Scott Owens, “Why Every Road Leads to Nostalgia,” after Clayton Joe Young

This is not the first time I have collaborated with Clayton Joe Young, Catawba Valley Community College’s wonderful photographer. Years ago I wrote a poem for the annual fundraiser “Aroma of Art” after his photo of an abandoned car. The year after that, I wrote one after his photo of a pelican. Subsequently, I asked him to do photos for the covers of my books, Paternity, Something Knows the Moment, and For One Who Knows How to Own Land. The cover of For One Who Knows How to Own Land became one of the seminal images in our largest collaboration, a book of photos of rural NC accompanied by poems written from the photos. Those photos and poems were bound into a book called Country Roads and have been on exhibit in Alexander, Caldwell, Burke, and Catawba Counties and will hang in Taste Full Beans Coffeehouse throughout the month of January 2014.

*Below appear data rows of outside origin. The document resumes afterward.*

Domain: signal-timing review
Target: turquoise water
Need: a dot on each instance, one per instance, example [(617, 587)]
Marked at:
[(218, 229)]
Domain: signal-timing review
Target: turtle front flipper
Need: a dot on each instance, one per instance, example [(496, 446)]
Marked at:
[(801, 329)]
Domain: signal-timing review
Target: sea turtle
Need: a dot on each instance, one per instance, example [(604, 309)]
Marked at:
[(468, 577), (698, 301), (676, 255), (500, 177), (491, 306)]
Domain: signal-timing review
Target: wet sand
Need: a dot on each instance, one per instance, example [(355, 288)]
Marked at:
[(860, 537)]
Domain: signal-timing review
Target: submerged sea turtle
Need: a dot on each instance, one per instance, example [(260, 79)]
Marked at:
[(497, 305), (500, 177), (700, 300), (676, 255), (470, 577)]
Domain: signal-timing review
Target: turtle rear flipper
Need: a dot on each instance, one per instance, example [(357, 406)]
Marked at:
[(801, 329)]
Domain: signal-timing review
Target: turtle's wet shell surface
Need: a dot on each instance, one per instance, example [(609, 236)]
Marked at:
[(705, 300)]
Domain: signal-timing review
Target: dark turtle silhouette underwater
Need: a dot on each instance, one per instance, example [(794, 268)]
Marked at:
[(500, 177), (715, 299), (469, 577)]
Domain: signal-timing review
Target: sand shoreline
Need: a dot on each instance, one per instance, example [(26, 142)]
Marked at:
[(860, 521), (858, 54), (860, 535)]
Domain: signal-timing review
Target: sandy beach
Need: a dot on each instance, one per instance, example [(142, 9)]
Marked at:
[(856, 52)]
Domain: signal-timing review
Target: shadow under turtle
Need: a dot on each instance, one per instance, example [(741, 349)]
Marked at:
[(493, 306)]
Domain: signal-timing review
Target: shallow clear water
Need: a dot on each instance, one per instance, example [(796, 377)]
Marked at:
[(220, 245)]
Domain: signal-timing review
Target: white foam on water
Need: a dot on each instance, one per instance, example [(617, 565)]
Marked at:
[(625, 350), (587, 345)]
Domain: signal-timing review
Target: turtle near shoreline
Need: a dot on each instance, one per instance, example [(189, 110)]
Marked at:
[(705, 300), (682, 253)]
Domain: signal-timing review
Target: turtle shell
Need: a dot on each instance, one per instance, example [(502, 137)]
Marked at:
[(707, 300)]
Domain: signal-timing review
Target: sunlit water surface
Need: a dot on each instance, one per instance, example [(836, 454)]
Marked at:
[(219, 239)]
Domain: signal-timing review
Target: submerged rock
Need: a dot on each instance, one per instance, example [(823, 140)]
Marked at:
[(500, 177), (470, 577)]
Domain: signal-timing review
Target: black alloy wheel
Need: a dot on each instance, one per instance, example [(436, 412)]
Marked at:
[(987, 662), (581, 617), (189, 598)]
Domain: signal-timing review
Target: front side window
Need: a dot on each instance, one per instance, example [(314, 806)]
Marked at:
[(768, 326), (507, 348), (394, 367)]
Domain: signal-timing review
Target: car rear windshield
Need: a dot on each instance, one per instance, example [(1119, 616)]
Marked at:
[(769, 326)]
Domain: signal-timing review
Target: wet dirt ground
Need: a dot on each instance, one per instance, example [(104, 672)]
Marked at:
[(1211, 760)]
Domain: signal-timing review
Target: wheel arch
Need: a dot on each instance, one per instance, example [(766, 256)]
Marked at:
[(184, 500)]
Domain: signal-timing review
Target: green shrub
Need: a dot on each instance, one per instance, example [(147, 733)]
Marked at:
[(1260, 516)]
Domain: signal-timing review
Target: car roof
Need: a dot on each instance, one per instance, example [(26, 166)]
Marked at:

Here is our latest collaboration, my poem, his photo, of course, which were part of the museum’s Road Trip exhibit.

Scott Owens
WHY EVERY ROAD LEADS TO NOSTALGIA
after Clayton Joe Young

Because the sky will always be gray,
and something familiar will stand against it.
Because the flowers will always be the same
as when you rode next to your grandfather
to trade pecans for apples one autumn
day near Cokesbury and the white noise
hum and rhythmic bounce of the truck
let you notice what you’d never seen before
in all the times you’d ridden this way.
Because the path disappearing
between the trees, around the curve,
into the horizon will draw your eye
towards the possibilities of memory
and what you remember of imagination.